The title is attempting to describe the following subtyping
implicitly[Map[Int, String] <:< Iterable[(Int, String)]]
Type parameter A is inferred to (Int, String) here
def foo[A](cc: Iterable[A]): A = cc.head
lazy val e: (Int, String) = foo(Map.empty[Int, String])
however attempting to achieve similar effect using type parameter bounds the best I can do is explicitly specifying arity of the type constructor like so
def foo[F[x,y] <: Iterable[(x,y)], A, B](cc: F[A, B]): (A, B) = cc.head
lazy val e: (Int, String) = foo(Map.empty[Int, String])

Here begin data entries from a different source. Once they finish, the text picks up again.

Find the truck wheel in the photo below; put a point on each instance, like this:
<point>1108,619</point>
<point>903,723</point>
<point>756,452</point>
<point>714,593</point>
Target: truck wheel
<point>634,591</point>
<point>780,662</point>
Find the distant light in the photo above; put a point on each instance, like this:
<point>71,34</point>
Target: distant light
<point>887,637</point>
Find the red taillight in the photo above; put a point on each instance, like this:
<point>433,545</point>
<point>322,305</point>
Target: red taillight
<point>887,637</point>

because the following errors
def foo[F[x] <: Iterable[x], A](cc: F[A]) = cc.head
lazy val e: (Int, String) = foo(Map.empty[Int, String])
// type mismatch;
// [error] found : A
// [error] required: (Int, String)
// [error] lazy val e: (Int, String) = foo(Map.empty[Int, String])
// [error] ^
Hence using Iterable as upper bound it seems we need one signature to handle unary type constructors Seq and Set, and a separate signature to handle 2-arity type constructor Map
def foo[F[x] <: Iterable[x], A](cc: F[A]): A // When F is Seq or Set
def foo[F[x,y] <: Iterable[(x,y)], A, B](cc: F[A, B]): (A, B) // When F is Map
Is there a way to have a single signature using type bounds that works for all three? Putting it differently, how could we write, say, an extension method that works across all collections?
I think the issue here is that F is set to Map, and kindness is wrong. You would have to have say: I have some type X, that extends F[A], so that when I upcast it, I can use it as F[A] - which in turn we want to be a subtype of Iterable[A]. If we ask about it this way, it sounds hard.
Which is why I personally would just stay at:
@ def foo[A](x: Iterable[A]): A = x.head
defined function foo
@ foo(List(1 -> "test"))
res24: (Int, String) = (1, "test")
@ foo(Map(1 -> "test"))
res25: (Int, String) = (1, "test")
"Give me any x that is an instance of Iterable[A] for A".
If I had to do some derivation... I would probably also go this way. I think this limitation is the reason CanBuildFrom works the way it works - providing matching for part of the type is hard, especially in cases like Map, so let's provide a whole type at once as a parameter, to limit the number of inference needed.